„Volkomen nauwkeurig”
● In zijn boek Modern Discovery and the Bible schreef A.R. Short over het boek Handelingen: „Het was de gewoonte van Rome om de provincies van haar uitgestrekte rijk te besturen door, zover dit veilig gedaan kon worden, de plaatselijke vorm van bestuur te handhaven, en dientengevolge werden de autoriteiten in de verschillende districten met vele uiteenlopende titels aangeduid. Niemand, tenzij hij een oplettend reiziger of een nauwgezet onderzoeker van het staatsbestuur was, zou deze heren waarschijnlijk allen bij hun juiste titel noemen. Het is een van de treffendste bewijzen van Lukas’ geschiedkundige kennis dat hij er altijd in slaagde volkomen nauwkeurig te zijn. In verscheidene gevallen was het slechts het getuigenis van een munt of een inscriptie waardoor wij de gegevens kregen om hem te controleren; de erkende Romeinse geschiedschrijvers waagden zich niet eens op zulk een gevaarlijk terrein. Lukas noemt Herodes en Lysanias viervorsten, en dit doet Josephus ook. Herodes Agrippa, die Jakobus door het zwaard liet terechtstellen en Petrus in de gevangenis liet werpen, wordt een koning genoemd; Josephus vertelt ons hoe hij in Rome met Gaius Caesar (Caligula) bevriend werd en later, toen Caligula keizer werd, met een koninklijke titel werd beloond.
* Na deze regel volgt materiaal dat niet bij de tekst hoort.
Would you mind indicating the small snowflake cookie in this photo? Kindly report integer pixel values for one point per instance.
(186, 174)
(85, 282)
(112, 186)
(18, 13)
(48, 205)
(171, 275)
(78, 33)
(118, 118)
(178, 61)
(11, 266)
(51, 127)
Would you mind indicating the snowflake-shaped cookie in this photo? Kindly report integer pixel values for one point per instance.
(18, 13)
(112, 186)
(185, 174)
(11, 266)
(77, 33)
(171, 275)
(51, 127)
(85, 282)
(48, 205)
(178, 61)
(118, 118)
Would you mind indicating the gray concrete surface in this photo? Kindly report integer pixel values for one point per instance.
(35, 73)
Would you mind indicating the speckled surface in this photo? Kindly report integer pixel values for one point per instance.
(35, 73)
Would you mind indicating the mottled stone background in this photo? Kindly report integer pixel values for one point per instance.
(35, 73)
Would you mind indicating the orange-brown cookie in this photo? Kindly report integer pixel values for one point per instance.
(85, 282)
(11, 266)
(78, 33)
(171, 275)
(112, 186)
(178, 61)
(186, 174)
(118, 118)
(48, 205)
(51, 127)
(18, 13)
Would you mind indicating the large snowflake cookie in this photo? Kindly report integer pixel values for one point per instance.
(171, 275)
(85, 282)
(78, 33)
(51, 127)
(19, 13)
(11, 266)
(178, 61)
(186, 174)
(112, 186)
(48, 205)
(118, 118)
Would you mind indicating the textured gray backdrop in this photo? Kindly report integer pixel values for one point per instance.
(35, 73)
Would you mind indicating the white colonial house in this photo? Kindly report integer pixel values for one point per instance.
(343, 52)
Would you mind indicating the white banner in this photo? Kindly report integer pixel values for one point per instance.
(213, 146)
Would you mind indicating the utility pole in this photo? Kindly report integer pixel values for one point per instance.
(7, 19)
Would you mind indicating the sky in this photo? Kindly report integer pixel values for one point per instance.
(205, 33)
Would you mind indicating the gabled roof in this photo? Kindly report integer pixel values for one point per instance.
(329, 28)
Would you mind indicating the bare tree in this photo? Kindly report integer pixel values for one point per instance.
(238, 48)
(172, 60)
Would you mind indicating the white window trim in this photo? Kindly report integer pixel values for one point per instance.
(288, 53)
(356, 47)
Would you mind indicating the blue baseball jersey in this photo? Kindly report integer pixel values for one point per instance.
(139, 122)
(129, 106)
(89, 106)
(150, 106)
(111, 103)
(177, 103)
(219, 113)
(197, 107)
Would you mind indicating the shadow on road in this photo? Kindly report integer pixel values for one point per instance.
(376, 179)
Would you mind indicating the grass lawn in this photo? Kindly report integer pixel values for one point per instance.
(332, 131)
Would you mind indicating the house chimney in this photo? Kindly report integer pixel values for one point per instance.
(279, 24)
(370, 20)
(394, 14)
● De bestuurder van Cyprus, Sergius Paulus, wordt proconsul genoemd. . . . Niet lang voordien was Cyprus een keizerlijke provincie geweest en door een propraetor of legatus bestuurd, maar in Paulus’ dagen was de juiste titel, zoals door Cyprische munten wordt aangetoond, zowel in het Grieks als het Latijn proconsul. Een te Soloi aan de noordkust van Cyprus gevonden Griekse inscriptie is gedateerd: ’in het proconsulschap van Paulus’, waarmee waarschijnlijk dezelfde als Sergius Paulus wordt bedoeld. . . . In Thessalonica namen de stadsmagnaten de nogal ongewone naam van politarchen aan, een naam die in de klassieke literatuur onbekend is. Ware het niet dat deze naam op inscripties voorkwam, dan zouden wij buiten dat Lukas hem gebruikte, er volkomen onbekend mee geweest zijn. . . . Onder Augustus was Achaje een senaatsprovincie, onder Tiberius stond ze direct onder de keizer, maar onder Claudius werd ze, zoals Tacitus ons vertelt, weer een senaatsprovincie, en daarom was Gallio’s juiste titel [Handelingen 18:12] proconsul. . . . Lukas is in zijn geografie en zijn reiservaringen op overeenkomstige wijze zeer nauwkeurig.”